Projecto Galactic Emission Mapping
No princípio era a luz (fotões!). O Universo primordial foi extraordinariamente quente, com a matéria completamente ionizada e a sua dinâmica governada por um enorme banho de radiação. À medida que o Universo se expandia e arrefecia e os átomos se formaram (380 000 anos após o BigBang), este banho de radiação pôde finalmente escapar contendo as variações produzidas pelas grandes estruturas do Universo (as pequenas flutuações de temperatura constituem uma fotocópia das flutuações do campo de matéria na altura). Hoje, após quase 14 mil milhões de anos, de história cósmica este banho de radiação forma o Fundo de Radiação Cósmica em Microondas FRCM), pela primeira vez detectado em 1965 e mapeado pela primeira vez em 1992 pelo satélite COBE.

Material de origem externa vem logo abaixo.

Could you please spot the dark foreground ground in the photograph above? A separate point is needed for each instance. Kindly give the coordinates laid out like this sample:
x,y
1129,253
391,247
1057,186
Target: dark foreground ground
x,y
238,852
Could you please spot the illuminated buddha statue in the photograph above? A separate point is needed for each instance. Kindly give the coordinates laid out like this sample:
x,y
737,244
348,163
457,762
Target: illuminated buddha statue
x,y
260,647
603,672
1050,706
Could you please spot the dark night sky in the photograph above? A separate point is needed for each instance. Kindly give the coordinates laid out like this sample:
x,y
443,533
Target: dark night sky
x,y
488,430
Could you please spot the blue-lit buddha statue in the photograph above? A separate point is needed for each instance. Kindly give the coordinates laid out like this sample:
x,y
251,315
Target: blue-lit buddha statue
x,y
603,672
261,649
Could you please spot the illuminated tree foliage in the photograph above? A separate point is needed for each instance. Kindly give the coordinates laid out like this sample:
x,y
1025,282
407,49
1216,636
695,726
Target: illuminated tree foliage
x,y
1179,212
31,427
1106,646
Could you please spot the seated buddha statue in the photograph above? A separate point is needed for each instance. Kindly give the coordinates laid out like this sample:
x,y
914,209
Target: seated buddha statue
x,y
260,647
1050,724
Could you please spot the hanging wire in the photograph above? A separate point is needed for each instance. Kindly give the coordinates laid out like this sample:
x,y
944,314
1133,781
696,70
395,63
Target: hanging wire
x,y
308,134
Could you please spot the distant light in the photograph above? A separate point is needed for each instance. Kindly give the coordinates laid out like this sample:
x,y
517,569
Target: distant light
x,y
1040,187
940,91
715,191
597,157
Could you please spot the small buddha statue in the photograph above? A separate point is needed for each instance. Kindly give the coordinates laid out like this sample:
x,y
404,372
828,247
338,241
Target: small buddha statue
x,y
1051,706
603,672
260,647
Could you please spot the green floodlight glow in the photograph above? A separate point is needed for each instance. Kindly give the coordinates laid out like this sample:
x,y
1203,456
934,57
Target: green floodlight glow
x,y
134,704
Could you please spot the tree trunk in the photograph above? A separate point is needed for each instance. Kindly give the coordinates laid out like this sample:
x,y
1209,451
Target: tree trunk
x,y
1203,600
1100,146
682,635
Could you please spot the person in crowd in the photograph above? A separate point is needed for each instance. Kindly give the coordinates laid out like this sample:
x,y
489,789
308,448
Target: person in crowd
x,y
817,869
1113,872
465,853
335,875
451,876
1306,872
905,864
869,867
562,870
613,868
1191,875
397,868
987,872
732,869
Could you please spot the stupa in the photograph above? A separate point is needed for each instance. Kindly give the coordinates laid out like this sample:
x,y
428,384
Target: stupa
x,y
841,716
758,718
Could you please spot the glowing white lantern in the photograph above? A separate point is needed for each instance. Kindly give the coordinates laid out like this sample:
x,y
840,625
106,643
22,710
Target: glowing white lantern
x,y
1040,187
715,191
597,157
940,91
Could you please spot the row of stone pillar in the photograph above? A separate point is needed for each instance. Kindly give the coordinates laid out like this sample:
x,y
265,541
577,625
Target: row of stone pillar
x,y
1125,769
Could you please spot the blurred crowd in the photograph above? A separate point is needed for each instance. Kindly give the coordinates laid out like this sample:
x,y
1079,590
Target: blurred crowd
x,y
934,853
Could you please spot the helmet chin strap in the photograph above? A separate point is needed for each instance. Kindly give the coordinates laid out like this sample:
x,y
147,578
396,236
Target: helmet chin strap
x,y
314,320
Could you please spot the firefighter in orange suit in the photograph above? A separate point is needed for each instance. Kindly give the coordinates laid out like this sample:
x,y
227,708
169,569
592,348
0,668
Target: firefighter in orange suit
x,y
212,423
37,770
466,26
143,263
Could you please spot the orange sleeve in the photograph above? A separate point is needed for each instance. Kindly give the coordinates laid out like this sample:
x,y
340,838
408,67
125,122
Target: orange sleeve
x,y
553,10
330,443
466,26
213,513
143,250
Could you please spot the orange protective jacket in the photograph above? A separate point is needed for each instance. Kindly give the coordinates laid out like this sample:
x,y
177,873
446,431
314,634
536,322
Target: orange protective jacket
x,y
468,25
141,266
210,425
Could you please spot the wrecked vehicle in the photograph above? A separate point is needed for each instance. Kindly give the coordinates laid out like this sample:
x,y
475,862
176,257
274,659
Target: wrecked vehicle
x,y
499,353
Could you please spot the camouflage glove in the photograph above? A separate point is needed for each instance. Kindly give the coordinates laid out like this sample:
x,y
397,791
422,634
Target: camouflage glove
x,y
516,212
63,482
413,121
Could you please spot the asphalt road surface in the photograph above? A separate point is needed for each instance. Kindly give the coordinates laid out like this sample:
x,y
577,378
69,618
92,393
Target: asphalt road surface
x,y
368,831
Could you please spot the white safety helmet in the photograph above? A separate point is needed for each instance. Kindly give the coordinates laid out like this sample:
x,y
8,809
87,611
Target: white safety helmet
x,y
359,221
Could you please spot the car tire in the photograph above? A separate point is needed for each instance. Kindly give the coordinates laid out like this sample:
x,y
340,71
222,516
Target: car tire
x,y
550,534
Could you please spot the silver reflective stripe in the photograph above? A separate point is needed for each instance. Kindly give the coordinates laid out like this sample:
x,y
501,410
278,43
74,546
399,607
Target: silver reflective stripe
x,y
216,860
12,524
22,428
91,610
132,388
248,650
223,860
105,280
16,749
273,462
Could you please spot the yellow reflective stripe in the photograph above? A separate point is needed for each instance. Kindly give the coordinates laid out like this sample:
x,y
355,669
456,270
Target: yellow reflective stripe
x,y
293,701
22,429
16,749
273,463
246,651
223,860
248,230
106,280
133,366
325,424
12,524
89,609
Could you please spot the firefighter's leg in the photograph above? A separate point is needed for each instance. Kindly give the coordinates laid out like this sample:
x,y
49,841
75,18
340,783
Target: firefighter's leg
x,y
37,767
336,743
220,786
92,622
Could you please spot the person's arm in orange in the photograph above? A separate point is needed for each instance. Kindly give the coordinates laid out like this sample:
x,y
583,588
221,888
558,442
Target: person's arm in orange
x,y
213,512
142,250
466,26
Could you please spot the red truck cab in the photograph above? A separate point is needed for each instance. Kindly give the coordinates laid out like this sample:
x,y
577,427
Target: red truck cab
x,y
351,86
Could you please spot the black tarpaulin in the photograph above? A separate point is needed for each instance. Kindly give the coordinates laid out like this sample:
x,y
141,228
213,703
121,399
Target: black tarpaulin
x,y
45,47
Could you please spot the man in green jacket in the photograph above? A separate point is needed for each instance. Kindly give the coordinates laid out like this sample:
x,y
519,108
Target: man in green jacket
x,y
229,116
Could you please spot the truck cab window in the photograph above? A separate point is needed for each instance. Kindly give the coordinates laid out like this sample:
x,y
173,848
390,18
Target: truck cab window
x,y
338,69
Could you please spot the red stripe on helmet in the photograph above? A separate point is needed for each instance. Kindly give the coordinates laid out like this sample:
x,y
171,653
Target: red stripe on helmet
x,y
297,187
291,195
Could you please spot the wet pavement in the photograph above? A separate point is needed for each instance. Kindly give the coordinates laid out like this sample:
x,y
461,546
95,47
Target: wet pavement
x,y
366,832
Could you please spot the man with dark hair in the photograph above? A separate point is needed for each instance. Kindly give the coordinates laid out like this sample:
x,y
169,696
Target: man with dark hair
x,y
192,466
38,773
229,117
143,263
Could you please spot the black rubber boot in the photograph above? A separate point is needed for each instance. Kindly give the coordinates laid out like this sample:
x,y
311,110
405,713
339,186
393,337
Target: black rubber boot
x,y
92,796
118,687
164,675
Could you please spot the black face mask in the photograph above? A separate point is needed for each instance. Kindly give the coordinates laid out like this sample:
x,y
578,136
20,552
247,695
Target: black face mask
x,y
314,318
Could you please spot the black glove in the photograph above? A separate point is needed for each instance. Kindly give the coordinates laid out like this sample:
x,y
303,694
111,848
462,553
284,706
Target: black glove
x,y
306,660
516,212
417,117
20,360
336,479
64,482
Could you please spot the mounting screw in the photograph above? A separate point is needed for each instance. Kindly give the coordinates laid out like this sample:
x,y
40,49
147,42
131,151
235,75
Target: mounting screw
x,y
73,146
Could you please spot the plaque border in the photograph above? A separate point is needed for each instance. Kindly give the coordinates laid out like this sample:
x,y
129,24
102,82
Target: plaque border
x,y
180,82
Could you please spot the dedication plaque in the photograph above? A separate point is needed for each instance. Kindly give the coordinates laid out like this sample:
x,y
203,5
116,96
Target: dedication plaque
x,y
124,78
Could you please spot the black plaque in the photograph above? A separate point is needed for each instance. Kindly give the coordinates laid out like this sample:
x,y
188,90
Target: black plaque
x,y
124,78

As observações do FRCM e das suas pequenas flutuações de temperatura (cerca de ~5080 μK) e polarização estão na vanguarda das sondas cosmológicas. Permitem a reconstituição com grande precisão da história cósmica e a determinação da geometria, idade e conteúdo do Universo. Mas este sinal é parcialmente obscurecido pela sobreposição da radiação produzida pela Via Láctea. Para quantificar a contaminação galáctica, o projecto Galactic Emission Mapping (GEM) irá cartografar, com alta sensibilidade e calibração absoluta, o céu (e a Via Láctea), levantando o véu galáctico do FRCM.
Para uma melhor compreensão da fenomenologia dos vários contaminantes (emissão das poeiras galácticas, radiação sincrotrão galáctica e emissão freefree, etc.) que contaminam o sinal cosmológico a detectar, nomeadamente, pelo satélite Planck Surveyor (ESA – lançamento em 2007), efectuará um survey no Hemisfério Norte, da emissão galáctica polarizada a 5 e 10 GHz, com uma antena de 9 metros instalada no Centro de Portugal. A antena com o seu receptor será instalada no centro de Portugal em Fajão – Pampilhosa da Serra (Long. 7º 52´ W, Lat. 40º 11´ N ; Alt: 839 metros).
Isto complementará o survey do Hemisfério Sul efectuado no Brasil. A junção de ambos os surveys produzirá um modelo quase completo do céu (~85% de cobertura do céu) dos estados de polarização da emissão sincrotrão. Às frequências observadas, a despolarização da rotação de Faraday é desprezável, permitindo uma melhoria na extrapolação das Técnicas de Separação de Componentes utilizadas no processamento de dados do FRCM.
Estes modelos de polarização, são também relevantes para a dinâmica da galáxia ao fornecer os meios necessários para mapear o campo magnético galáctico global.